Quote on Weekly Note 02 August 2025 by Mr. Ajit Mishra – SVP, Research, Religare Broking Ltd

Below the Quote on Weekly Note 02 Aug 2025 by Mr. Ajit Mishra – SVP, Research, Religare Broking Ltd
Markets Extend Losses for Fifth Week Amid Surprise U.S. Tariffs and Mixed Earnings
Equity benchmark indices tumbled for the fifth consecutive week as persistent selling pressure, global headwinds, and cautious sentiment continued to dominate the landscape. Both the Nifty and Sensex witnessed volatile swings before closing sharply lower at 24,512.20 and 80,218.52, respectively. This consistent decline reflects deepening investor unease, driven by a combination of weak global cues, geopolitical uncertainties, and concerns over macroeconomic tightening.
Key Market Drivers
The market tone remained stable in the initial sessions, supported by mixed corporate earnings. However, volatility spiked in the latter half of the week following the surprise tariff announcement by the U.S. President targeting Indian exports, which caught market participants off guard and triggered a risk-off sentiment. This development not only reignited fears of a potential trade standoff but also raised concerns over its impact on India’s export-dependent sectors. The announcement came at a time when markets were already grappling with hawkish central bank commentary, sustained foreign fund outflows, and a relatively underwhelming earnings season. Additionally, concerns over uneven monsoon distribution and its implications for rural consumption further weighed on investor sentiment.
Sectoral Snapshot
The sectoral landscape remained largely negative, with broad-based selling seen across key sectors. Realty, Metals, and Pharmaceuticals bore the maximum brunt due to demand concerns and prevailing policy uncertainties. However, the FMCG index managed to buck the trend, gaining nearly 3%, aided by renewed buying interest in frontline names and positive management commentary. Broader markets fared worse, with both midcap and smallcap indices underperforming, indicating persistent weakness in investor risk appetite.
Key Events to Watch
In the upcoming week, markets will closely track developments around the India-U.S. trade deal, as policymakers are expected to respond diplomatically ahead of the next scheduled discussions. At the domestic level, all eyes will be on the Reserve Bank of India’s monetary policy meeting on August 8, where the central bank’s commentary on inflation, liquidity, and growth outlook will be keenly watched. A dovish tilt could offer support to rate-sensitive sectors.
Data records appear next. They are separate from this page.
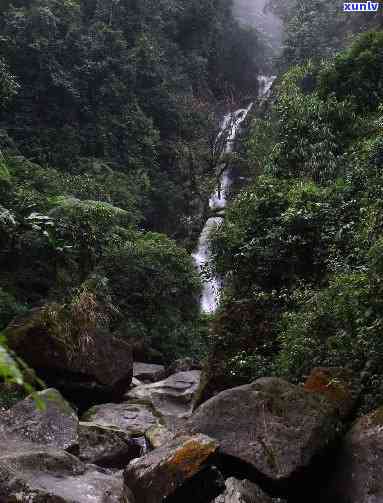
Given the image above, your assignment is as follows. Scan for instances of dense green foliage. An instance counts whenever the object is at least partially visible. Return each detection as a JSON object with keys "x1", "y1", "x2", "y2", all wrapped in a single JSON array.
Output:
[
  {"x1": 212, "y1": 32, "x2": 383, "y2": 410},
  {"x1": 267, "y1": 0, "x2": 382, "y2": 70},
  {"x1": 0, "y1": 0, "x2": 261, "y2": 374}
]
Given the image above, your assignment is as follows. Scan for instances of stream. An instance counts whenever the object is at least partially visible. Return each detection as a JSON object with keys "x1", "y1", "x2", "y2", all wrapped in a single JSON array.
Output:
[{"x1": 193, "y1": 75, "x2": 275, "y2": 314}]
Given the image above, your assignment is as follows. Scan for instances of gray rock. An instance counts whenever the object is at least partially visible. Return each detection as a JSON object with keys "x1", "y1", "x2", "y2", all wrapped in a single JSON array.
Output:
[
  {"x1": 124, "y1": 435, "x2": 218, "y2": 503},
  {"x1": 133, "y1": 362, "x2": 165, "y2": 382},
  {"x1": 82, "y1": 402, "x2": 160, "y2": 438},
  {"x1": 167, "y1": 358, "x2": 202, "y2": 375},
  {"x1": 126, "y1": 370, "x2": 201, "y2": 430},
  {"x1": 145, "y1": 425, "x2": 174, "y2": 449},
  {"x1": 1, "y1": 389, "x2": 78, "y2": 451},
  {"x1": 185, "y1": 378, "x2": 339, "y2": 482},
  {"x1": 213, "y1": 477, "x2": 282, "y2": 503},
  {"x1": 0, "y1": 434, "x2": 127, "y2": 503},
  {"x1": 131, "y1": 377, "x2": 144, "y2": 388},
  {"x1": 79, "y1": 422, "x2": 143, "y2": 468},
  {"x1": 5, "y1": 306, "x2": 133, "y2": 407},
  {"x1": 321, "y1": 407, "x2": 383, "y2": 503}
]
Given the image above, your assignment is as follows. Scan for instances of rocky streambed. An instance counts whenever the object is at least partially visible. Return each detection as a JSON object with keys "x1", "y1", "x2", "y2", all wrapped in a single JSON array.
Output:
[{"x1": 0, "y1": 361, "x2": 383, "y2": 503}]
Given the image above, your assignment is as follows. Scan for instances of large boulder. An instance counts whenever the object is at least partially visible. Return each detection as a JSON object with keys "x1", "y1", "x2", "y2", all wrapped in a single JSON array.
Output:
[
  {"x1": 82, "y1": 402, "x2": 160, "y2": 438},
  {"x1": 1, "y1": 389, "x2": 78, "y2": 451},
  {"x1": 124, "y1": 435, "x2": 218, "y2": 503},
  {"x1": 185, "y1": 378, "x2": 340, "y2": 486},
  {"x1": 5, "y1": 307, "x2": 133, "y2": 408},
  {"x1": 0, "y1": 433, "x2": 127, "y2": 503},
  {"x1": 321, "y1": 407, "x2": 383, "y2": 503},
  {"x1": 145, "y1": 424, "x2": 175, "y2": 449},
  {"x1": 126, "y1": 370, "x2": 201, "y2": 429},
  {"x1": 166, "y1": 357, "x2": 202, "y2": 375},
  {"x1": 79, "y1": 422, "x2": 143, "y2": 468},
  {"x1": 133, "y1": 362, "x2": 165, "y2": 383},
  {"x1": 213, "y1": 477, "x2": 282, "y2": 503},
  {"x1": 304, "y1": 367, "x2": 360, "y2": 419}
]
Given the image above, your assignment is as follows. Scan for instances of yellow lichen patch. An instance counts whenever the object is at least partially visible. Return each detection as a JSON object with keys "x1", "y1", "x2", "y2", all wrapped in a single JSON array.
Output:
[
  {"x1": 168, "y1": 439, "x2": 216, "y2": 478},
  {"x1": 304, "y1": 368, "x2": 352, "y2": 410}
]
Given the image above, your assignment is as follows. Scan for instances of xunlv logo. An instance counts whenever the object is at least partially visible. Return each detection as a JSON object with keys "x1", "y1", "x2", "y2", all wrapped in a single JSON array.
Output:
[{"x1": 343, "y1": 2, "x2": 379, "y2": 12}]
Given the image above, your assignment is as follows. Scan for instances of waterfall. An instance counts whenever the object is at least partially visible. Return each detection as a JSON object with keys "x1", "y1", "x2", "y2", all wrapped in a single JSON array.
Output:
[{"x1": 193, "y1": 75, "x2": 275, "y2": 313}]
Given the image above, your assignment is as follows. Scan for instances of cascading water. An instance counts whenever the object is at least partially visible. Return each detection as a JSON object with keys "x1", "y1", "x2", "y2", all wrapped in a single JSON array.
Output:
[{"x1": 193, "y1": 76, "x2": 275, "y2": 313}]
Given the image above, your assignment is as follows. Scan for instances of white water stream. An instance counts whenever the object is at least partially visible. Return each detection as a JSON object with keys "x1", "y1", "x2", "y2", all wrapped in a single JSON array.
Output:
[{"x1": 193, "y1": 75, "x2": 275, "y2": 313}]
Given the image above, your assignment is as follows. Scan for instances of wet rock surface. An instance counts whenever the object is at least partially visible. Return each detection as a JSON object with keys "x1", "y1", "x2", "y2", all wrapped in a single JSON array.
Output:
[
  {"x1": 0, "y1": 432, "x2": 127, "y2": 503},
  {"x1": 5, "y1": 308, "x2": 133, "y2": 408},
  {"x1": 185, "y1": 378, "x2": 339, "y2": 482},
  {"x1": 124, "y1": 435, "x2": 218, "y2": 503},
  {"x1": 125, "y1": 370, "x2": 201, "y2": 430},
  {"x1": 0, "y1": 389, "x2": 78, "y2": 451},
  {"x1": 0, "y1": 368, "x2": 376, "y2": 503},
  {"x1": 79, "y1": 422, "x2": 143, "y2": 468},
  {"x1": 82, "y1": 402, "x2": 160, "y2": 438},
  {"x1": 133, "y1": 362, "x2": 165, "y2": 383},
  {"x1": 145, "y1": 425, "x2": 174, "y2": 449},
  {"x1": 213, "y1": 477, "x2": 283, "y2": 503}
]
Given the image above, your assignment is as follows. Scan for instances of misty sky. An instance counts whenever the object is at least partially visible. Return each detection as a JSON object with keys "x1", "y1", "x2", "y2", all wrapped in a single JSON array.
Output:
[{"x1": 234, "y1": 0, "x2": 282, "y2": 50}]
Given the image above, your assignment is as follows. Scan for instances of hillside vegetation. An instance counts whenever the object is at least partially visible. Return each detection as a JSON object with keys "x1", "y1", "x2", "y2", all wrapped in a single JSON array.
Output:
[
  {"x1": 205, "y1": 32, "x2": 383, "y2": 418},
  {"x1": 0, "y1": 0, "x2": 262, "y2": 390}
]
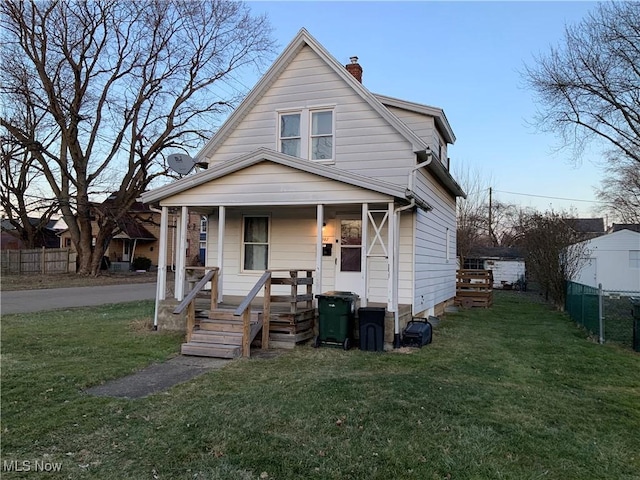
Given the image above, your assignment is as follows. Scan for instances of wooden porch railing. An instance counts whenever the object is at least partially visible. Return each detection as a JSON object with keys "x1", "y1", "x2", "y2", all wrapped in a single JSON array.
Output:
[
  {"x1": 269, "y1": 269, "x2": 314, "y2": 313},
  {"x1": 233, "y1": 270, "x2": 271, "y2": 357},
  {"x1": 234, "y1": 269, "x2": 314, "y2": 357},
  {"x1": 173, "y1": 267, "x2": 220, "y2": 342}
]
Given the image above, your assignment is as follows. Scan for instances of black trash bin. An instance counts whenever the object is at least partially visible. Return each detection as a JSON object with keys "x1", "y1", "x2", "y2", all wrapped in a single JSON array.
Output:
[
  {"x1": 358, "y1": 307, "x2": 387, "y2": 352},
  {"x1": 313, "y1": 291, "x2": 358, "y2": 350},
  {"x1": 629, "y1": 297, "x2": 640, "y2": 352}
]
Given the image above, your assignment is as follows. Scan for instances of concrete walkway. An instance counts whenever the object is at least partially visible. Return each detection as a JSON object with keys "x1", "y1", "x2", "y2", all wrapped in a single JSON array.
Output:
[
  {"x1": 0, "y1": 283, "x2": 156, "y2": 315},
  {"x1": 86, "y1": 355, "x2": 231, "y2": 398}
]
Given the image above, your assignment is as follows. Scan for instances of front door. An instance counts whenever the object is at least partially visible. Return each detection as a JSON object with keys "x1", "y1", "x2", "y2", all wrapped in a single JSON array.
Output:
[
  {"x1": 122, "y1": 239, "x2": 131, "y2": 262},
  {"x1": 336, "y1": 218, "x2": 364, "y2": 298}
]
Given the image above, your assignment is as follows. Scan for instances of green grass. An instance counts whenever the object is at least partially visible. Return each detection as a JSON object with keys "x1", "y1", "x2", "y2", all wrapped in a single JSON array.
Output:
[{"x1": 2, "y1": 293, "x2": 640, "y2": 480}]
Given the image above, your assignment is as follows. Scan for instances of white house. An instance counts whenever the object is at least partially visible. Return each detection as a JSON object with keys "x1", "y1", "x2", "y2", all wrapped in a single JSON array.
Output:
[
  {"x1": 572, "y1": 230, "x2": 640, "y2": 292},
  {"x1": 141, "y1": 29, "x2": 465, "y2": 352}
]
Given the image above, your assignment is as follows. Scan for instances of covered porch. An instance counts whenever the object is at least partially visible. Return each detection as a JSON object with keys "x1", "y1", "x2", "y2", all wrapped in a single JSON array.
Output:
[{"x1": 142, "y1": 149, "x2": 415, "y2": 356}]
On the earnings front, results from marquee companies including Bharti Airtel, DLF, Bajaj Auto, Hero MotoCorp, Tata Motors, SBI, and LIC of India will shape sectoral momentum.Other important triggers include the release of the HSBC Services and Composite PMI, updates on monsoon progress, crude oil price movement, and further commentary from the U.S. on trade negotiations — all of which are likely to influence near-term volatility.
Technical Outlook
Technically, the Nifty’s close below the 24,600 mark confirms a bearish bias, with the short-term structure suggesting scope for further downside unless a strong rebound materializes. The index now finds immediate support near the 24,450 zone, and a breach below this level may accelerate the decline toward 24,180, which coincides with the long-term 200-day exponential moving average (DEMA). In the event of a recovery, the 24,800 level would act as the first resistance, followed by a significant hurdle around the 25,000–25,250 zone.
The Bank Nifty is also gradually trending lower despite visible strength in heavyweight constituents like ICICI Bank and HDFC Bank. Going forward, the 54,500–55,100 zone is likely to provide support in case of further declines, while the 56,500 mark, aligned with the 20-day EMA, will act as the first major resistance. Only a decisive move above 57,400 can revive bullish sentiment in the banking space.
Strategy Ahead
Volatility is expected to remain high in the coming week amid key central bank decisions, corporate earnings announcements, and trade-related developments. Investors are advised to maintain a stock-specific approach, focusing on quality companies across sectors that have shown relative strength in the recent downturn.
While a defensive stance may be prudent in the short term, selective accumulation in fundamentally strong stocks on dips can offer favorable long-term opportunities. Sectors vulnerable to global volatility — especially IT and metals — should be approached with caution until greater clarity emerges around U.S. trade policy and macroeconomic trends. Given the prevailing technical weakness and external uncertainties, disciplined risk management and prudent position sizing will be essential for traders.